Currently at $11.60 an hour, the minimum wage will rise under the legislation to $14 an hour on Jan. 1, with the increase to $15 coming in 2019. It will then continue to rise with inflation.
The government and some economists argue that the hike will have some positive impact on the economy, as minimum wage earners get more spending power.
“Actually what you see is increases in employment because that money gets recycled,” said Labour Minister Kevin Flynn.
“This isn’t money that goes to the Cayman Islands. This isn’t money that goes into savings accounts. If you’re trying to raise a family on a minimum wage in the province of Ontario you don’t have a savings account,” he said. “What you do is you take that money out, you pay your rent, you pay your groceries, maybe a little car payment, you buy some shoes for the kids, diapers, that goes right back into the businesses.”

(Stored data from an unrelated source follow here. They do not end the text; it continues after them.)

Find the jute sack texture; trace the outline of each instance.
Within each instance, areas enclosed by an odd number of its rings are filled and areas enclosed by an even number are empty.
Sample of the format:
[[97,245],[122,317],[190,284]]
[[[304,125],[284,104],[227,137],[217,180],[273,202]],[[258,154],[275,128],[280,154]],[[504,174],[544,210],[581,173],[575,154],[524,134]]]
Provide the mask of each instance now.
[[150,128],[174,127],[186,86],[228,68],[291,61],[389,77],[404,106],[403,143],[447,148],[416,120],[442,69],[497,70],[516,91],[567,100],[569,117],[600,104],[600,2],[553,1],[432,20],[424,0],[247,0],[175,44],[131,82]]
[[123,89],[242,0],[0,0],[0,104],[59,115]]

Does wage hike mean job losses?
Flynn also immediately made political hay of the Progressive Conservatives voting against the legislation.
“I really think it was a slap in the face to working people in the province,” he said. “I expected better.”
Progressive Conservative John Yakabuski said his party didn’t support it because of various analyses and business groups warning such a sharp increase in minimum wage will lead to job losses.
“The accelerated increase in the minimum wage is the No. 1 reason why we had to send a clear message that we’re going to defend what we believe are the working class in Ontario,” he said. “If you haven’t got a job your wage is zero.”
The province’s economic watchdog, the Financial Accountability Office, has estimated more than 50,000 people could lose their jobs due to the minimum wage increase.
A TD Bank report has estimated the minimum wage hike could cost the province’s economy as many as 90,000 jobs by 2020. And an analysis from the Keep Ontario Working Coalition concluded over 185,000 jobs could be impacted.
Businesses say it will be difficult to absorb the increased costs over such a short time frame.
“They also turned a blind eye to numerous surveys and evidence-backed studies warning of significant job losses, especially among lower-skilled workers,” said Julie Kwiecinski, with the Canadian Federation of Independent Business.
The minimum wage increase is the centrepiece of the legislation and something labour advocates have been urging for years.
“The $15 minimum wage will put money where it is deserved and most needed, into workers’ pockets,” Navi Aujla, a former temp agency worker with the $15 & Fairness campaign, said in a statement.
“Together with paid emergency days, fairer scheduling and equal pay for equal work measures, $15 will make a real difference for our communities who fought so hard for this victory.”
The Ontario Federation cheered the passage of the legislation but had hoped it would contain even more changes.
“The law needs to go further to better safeguard decent work for generations to come,” said president Chris Buckley. “It must reflect what these workers and so many others face every day, including low wages, no access to unions and no job security.”
The NDP had proposed amendments to give all workers five paid sick days, eliminate minimum wage exemptions for servers and limit how much companies can rely on temp workers, but the Liberals voted them down.
“Workers have been waiting 14 long years actually under the Liberal government for some improvements to their working conditions in this province,” said New Democrat Cindy Forster.